Berlinale 2026: crítica de «Hangar rojo», de Juan Pablo Sallato (Perspectives)

Berlinale 2026: crítica de «Hangar rojo», de Juan Pablo Sallato (Perspectives)

por - cine, Críticas, Festivales
13 Feb, 2026 12:05 | Sin comentarios

Un oficial de las Fuerza Aérea chilena se ve en una complicada situación cuando, tras el golpe de estado en ese país, se ve forzado a obedecer órdenes en las que no cree. En la competencia de operas primas.

Los latinoamericanos conocemos bien el concepto de «obediencia debida«. Los juicios a los militares hicieron conocido un término por el que los crímenes y abusos cometidos por las líneas medias o bajas de las fuerzas podían no ser sancionados con la excusa de que fueron realizados por tener que obedecer a mandos de superiores y no por decisión propia. Se trata de un tema complejo y lleno de matices. En películas como Hangar rojo, que transcurre durante el golpe militar chileno que derrocó, el 11 de septiembre de 1973, a Salvador Allende para instalar una dictadura, esa situación queda ejemplificada de una manera modélica.
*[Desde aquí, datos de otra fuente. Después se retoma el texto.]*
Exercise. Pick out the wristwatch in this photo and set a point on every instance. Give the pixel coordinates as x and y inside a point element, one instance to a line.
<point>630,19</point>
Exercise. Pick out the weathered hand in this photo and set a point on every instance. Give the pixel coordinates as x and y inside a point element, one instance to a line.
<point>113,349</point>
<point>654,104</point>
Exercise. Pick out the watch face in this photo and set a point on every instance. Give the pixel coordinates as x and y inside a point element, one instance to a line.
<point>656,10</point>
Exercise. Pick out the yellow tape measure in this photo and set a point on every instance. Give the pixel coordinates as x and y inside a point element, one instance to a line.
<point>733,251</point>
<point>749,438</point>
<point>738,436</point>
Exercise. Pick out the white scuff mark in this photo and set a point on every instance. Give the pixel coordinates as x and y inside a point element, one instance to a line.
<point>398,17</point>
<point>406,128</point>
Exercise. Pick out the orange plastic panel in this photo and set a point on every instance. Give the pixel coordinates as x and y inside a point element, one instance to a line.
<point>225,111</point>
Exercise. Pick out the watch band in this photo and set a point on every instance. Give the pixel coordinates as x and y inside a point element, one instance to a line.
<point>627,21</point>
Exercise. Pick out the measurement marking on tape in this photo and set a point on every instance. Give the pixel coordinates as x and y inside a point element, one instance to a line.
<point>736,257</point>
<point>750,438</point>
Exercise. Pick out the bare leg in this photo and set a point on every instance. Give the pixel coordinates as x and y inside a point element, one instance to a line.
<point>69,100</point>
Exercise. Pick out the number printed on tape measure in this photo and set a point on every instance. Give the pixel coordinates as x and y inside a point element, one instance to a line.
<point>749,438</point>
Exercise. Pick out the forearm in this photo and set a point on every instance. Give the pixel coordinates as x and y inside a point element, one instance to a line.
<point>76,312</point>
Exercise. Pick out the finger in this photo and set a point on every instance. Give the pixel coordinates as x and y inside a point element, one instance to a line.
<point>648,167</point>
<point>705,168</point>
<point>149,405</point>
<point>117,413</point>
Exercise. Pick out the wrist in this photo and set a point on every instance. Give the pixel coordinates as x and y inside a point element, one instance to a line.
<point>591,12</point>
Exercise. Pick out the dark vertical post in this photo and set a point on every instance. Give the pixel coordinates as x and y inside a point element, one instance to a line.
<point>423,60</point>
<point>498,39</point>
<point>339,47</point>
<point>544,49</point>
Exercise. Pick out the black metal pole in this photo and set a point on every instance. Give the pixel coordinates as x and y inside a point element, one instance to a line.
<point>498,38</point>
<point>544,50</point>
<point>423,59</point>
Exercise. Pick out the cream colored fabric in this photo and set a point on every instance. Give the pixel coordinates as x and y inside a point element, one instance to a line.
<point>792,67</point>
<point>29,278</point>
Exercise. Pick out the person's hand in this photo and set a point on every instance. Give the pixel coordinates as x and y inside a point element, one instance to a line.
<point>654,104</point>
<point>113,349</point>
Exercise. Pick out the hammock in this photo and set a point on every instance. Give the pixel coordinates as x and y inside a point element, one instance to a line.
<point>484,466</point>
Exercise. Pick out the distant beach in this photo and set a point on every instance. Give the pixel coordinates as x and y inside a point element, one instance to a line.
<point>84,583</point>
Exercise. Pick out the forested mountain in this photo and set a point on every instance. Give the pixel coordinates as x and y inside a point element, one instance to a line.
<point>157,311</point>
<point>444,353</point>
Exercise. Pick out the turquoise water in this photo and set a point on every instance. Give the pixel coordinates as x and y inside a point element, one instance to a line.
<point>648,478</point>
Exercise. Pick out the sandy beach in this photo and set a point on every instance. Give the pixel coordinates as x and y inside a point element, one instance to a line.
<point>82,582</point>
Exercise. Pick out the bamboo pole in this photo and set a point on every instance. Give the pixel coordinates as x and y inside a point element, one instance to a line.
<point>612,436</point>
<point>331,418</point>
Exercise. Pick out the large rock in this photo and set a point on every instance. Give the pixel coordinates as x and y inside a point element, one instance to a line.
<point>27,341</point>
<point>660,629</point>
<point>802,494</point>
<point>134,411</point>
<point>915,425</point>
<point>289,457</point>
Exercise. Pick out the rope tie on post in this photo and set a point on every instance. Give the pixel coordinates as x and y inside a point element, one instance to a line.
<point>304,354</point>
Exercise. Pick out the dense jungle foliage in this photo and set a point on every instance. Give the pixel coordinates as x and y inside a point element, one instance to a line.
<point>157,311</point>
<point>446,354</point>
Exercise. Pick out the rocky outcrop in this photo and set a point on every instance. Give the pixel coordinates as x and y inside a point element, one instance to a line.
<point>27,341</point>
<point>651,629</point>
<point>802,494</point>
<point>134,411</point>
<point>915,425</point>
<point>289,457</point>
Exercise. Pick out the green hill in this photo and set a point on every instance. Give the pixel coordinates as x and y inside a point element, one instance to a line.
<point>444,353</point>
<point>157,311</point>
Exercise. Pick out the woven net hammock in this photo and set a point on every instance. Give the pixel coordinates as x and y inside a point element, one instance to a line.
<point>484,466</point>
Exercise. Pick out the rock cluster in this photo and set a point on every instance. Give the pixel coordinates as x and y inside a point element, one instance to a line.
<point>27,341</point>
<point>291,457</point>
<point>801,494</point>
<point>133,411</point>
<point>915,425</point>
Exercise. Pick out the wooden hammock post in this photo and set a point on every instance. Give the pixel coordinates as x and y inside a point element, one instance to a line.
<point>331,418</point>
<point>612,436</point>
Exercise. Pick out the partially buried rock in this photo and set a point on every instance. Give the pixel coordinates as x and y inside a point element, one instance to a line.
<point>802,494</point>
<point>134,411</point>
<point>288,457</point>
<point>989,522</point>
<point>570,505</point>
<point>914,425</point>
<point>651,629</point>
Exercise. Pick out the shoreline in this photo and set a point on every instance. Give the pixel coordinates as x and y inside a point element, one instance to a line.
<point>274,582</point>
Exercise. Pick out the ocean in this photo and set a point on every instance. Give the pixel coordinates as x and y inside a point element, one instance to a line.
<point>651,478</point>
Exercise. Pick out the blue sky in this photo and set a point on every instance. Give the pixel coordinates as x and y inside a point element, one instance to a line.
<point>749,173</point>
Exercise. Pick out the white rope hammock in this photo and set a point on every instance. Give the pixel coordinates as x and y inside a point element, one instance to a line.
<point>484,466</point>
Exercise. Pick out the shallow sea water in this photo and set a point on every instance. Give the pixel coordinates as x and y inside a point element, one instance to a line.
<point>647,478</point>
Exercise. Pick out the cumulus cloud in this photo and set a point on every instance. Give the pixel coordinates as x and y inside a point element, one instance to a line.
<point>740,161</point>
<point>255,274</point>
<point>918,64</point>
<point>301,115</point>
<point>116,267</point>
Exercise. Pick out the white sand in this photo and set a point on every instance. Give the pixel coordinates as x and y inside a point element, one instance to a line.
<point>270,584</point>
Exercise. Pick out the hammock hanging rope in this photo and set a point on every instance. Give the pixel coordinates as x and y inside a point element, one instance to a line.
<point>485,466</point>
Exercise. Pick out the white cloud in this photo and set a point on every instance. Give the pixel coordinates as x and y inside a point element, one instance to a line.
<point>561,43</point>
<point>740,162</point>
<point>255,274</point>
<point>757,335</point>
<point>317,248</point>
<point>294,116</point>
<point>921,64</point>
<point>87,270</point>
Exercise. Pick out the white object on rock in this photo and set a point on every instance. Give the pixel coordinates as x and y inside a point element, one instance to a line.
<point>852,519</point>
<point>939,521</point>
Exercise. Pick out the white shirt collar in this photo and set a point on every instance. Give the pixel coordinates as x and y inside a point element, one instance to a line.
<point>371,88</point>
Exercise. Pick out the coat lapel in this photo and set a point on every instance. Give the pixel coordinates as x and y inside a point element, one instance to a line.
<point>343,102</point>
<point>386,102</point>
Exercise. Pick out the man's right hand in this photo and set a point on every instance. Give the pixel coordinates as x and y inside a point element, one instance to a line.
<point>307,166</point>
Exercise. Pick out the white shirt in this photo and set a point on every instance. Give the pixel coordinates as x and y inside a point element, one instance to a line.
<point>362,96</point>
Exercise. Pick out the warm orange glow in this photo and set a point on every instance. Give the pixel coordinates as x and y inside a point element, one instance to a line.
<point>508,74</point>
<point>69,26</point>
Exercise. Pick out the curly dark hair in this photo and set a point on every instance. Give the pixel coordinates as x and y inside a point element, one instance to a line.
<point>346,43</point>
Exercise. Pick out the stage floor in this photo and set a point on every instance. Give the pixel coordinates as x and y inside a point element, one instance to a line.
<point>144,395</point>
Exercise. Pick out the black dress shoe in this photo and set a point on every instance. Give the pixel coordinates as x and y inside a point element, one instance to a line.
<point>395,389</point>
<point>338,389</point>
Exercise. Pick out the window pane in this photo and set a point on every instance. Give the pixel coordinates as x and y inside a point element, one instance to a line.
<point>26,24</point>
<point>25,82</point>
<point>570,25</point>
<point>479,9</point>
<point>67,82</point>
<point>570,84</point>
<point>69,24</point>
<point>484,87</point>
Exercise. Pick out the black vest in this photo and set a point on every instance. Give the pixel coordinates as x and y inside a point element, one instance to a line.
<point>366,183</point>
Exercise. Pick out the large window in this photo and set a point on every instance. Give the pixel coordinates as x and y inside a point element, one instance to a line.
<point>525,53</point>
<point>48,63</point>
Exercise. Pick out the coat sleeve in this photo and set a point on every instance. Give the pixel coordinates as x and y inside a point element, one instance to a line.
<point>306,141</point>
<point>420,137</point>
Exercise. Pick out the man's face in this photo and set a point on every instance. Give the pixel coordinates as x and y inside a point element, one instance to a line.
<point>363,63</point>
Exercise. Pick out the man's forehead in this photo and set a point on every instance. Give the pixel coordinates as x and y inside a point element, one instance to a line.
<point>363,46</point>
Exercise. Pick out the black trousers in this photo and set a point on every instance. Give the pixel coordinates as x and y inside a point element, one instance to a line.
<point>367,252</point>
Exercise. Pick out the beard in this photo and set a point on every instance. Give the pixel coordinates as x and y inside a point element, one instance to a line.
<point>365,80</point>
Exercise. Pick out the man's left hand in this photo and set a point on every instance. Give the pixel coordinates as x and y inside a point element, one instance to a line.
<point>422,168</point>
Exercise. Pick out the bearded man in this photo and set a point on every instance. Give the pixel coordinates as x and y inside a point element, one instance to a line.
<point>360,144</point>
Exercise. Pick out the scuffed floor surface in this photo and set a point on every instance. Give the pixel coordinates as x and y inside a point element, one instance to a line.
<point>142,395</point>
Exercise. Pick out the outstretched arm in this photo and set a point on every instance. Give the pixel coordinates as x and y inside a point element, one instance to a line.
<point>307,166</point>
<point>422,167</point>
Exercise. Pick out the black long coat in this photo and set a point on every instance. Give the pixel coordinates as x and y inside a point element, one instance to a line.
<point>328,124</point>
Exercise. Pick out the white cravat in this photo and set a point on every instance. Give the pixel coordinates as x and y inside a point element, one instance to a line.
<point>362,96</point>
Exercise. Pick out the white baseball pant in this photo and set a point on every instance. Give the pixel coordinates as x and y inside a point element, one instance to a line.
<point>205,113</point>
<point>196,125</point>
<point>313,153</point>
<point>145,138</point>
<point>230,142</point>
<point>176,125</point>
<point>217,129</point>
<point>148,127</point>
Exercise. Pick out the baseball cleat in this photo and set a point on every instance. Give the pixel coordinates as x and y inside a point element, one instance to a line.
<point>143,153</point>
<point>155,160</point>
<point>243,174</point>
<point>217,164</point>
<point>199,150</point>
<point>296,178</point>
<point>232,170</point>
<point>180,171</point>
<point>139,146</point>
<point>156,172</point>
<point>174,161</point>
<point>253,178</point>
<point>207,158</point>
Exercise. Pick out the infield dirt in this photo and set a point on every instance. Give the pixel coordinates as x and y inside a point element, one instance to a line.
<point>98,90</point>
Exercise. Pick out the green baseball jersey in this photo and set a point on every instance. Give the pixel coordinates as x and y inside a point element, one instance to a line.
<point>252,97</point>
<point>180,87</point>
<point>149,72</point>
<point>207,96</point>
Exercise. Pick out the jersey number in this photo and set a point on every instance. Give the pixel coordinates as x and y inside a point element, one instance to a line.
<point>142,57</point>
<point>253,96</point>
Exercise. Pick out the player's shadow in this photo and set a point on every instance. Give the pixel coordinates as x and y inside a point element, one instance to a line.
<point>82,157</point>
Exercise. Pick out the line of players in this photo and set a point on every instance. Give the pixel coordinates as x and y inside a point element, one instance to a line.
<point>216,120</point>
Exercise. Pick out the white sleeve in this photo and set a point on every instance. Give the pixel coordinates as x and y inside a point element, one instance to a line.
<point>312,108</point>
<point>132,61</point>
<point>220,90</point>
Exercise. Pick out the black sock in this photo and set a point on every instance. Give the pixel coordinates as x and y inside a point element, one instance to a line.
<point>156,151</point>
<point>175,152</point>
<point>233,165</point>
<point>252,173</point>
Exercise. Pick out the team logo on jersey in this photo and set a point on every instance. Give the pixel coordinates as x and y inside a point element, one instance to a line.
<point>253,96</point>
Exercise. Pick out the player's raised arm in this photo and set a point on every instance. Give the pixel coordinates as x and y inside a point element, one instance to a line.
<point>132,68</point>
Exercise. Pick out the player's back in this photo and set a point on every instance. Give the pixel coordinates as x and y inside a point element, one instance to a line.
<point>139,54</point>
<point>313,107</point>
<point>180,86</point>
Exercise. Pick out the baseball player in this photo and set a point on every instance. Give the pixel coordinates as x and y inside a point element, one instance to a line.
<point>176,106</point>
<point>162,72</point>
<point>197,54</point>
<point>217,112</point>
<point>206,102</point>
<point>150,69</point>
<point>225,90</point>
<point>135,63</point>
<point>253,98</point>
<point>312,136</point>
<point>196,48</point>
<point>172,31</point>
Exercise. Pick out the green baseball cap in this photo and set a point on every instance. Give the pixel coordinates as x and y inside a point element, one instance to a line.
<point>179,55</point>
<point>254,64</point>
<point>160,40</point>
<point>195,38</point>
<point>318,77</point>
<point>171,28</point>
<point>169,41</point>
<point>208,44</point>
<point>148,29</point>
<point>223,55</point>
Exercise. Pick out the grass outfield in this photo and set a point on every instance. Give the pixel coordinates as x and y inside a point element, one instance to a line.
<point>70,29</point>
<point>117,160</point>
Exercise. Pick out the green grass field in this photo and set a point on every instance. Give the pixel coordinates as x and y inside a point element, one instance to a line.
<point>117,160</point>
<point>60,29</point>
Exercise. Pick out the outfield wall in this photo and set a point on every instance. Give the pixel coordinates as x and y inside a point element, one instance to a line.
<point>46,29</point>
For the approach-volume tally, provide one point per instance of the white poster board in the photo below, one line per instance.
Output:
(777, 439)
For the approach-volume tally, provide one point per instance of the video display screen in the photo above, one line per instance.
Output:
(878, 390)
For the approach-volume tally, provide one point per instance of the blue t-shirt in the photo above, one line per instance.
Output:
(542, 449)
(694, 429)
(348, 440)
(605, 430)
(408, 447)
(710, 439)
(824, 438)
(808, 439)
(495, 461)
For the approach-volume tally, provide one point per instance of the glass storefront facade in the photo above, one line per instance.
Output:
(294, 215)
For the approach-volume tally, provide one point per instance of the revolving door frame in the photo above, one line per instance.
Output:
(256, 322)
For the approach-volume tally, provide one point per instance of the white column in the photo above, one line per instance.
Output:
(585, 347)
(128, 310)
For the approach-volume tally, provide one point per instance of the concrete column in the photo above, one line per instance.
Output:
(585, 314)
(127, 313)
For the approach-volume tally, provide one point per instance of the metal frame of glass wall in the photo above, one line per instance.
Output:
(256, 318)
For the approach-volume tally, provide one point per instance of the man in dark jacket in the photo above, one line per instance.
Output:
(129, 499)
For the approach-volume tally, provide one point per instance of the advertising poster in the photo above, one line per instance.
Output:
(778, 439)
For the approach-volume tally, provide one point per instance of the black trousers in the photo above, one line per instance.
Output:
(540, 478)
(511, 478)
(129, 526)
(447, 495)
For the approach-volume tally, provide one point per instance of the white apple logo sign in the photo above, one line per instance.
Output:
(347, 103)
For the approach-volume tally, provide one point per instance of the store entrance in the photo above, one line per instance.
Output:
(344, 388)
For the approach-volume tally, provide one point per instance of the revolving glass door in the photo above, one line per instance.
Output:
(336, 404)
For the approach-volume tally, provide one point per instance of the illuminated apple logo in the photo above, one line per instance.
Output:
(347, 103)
El film de ficción del codirector del documental Ojos rojos explora con sequedad y rigor, en estricto blanco y negro, las experiencias que atraviesa un capitán de la Fuerza Aérea tironeado ante una situación de tener que obedecer órdenes que no comparte y en las que no cree. Jorge Silva (Nicolás Zarate) es un reconocido paracaidista que entrena a jóvenes en una Academia de la Fuerza Aérea chilena, un cargo medio dentro de esa estructura. Un tipo seco y de pocas palabras, se dedica con precisión y sin regalar una sonrisa a su trabajo, sin imaginarse que en pocas horas su vida cambiará cuando tenga lugar el golpe militar y el centro en el que trabaja pase a convertirse en un lugar de detención y tortura.

Silva tiene un problema extra. Años atrás, salvó al presidente Allende cuando hubo un atentado en su contra y en la fuerza sospechan de su fidelidad al golpe y al regimen. El asegura que su deber es cumplir las órdenes que le dan y que así lo hará. Los encargados del nuevo centro –especialmente el Coronel Jahn (Marcial Tagle), que lo considera casi un enemigo por hechos del pasado– lo pondrán a prueba, llevándolo a sonsacar testimonios y declaraciones de lo que consideran un grupo subversivo, y obligándolo a tomar decisiones que quizás estén en contra de sus ideas. Silva en general las cumple. Callado, sin abrir la boca y sin que nadie (ni los espectadores) sepan en realidad qué siente y, sobre todo, qué hará.

Hangar rojo pondrá el eje en esas crecientes tensiones que irán llevando a decisiones cada vez más radicales en las que el concepto de la «obediencia debida» se vuelve un tanto más complejo. Si un superior te da una orden para hacer algo ilegal, ¿está uno obligado a llevarla a cabo? ¿Y si no lo hace? ¿Qué consecuencias internas puede haber? No lo sabemos a ciencia cierta –la cámara inquieta sigue a Silva de cerca todo el tiempo pero en el breve plazo de tiempo en el que tiene lugar la historia jamás expresa sus opiniones–, pero es claro que tanto él como otros colegas como el Coronel Soler (Boris Quercia) están en una situación cumplicada. Hagan lo que hagan se verán en problemas.

Un film austero, coproducido con la Argentina y filmado íntegramente en Mendoza, Hangar rojo cuenta con sequedad una historia inquietante. Y lo hace desde un punto de vista inusual. No es tan común que un film sobre las dictaduras latinoamericanas intente que el espectador se identifique o al menos empatice con un oficial de las fuerzas armadas, pero lo que cuenta la novela Disparen a la bandada, de Fernando Villagrán –al que pronto veremos como uno de los detenidos allí– toma ese riesgo. Zárate tampoco interpreta a Silva de una manera simpática, amable o diferente a la de los demás: es un militar hosco, seco y hasta huraño que no hace nada para caerle bien ni a los detenidos, ni a sus subordinados ni mucho menos a los espectadores. Y esa zona gris se vuelve desafiante.

En tan solo 80 minutos, Hangar rojo se mete de cabeza en el corazón de la bestia –en algún sentido y no solo por el blanco y negro, La lista de Schindler podría ser una lejana referencia– para dejar en claro que todavía hay muchas historias para contar sobre las dictaduras latinoamericanas, mal que le pese al presidente del INCAA argentino, Carlos Pirovano, que asegura estar harto de ellas y aún así figura (seguramente a su pesar, solo por el cargo que ostenta) en los créditos de este film. Es una suerte de irónica e impensada justicia poética que le agrega un golpe de gracia a esta sólida e inquietante coproducción chileno-argentina sobre las épocas más oscuras de nuestras naciones.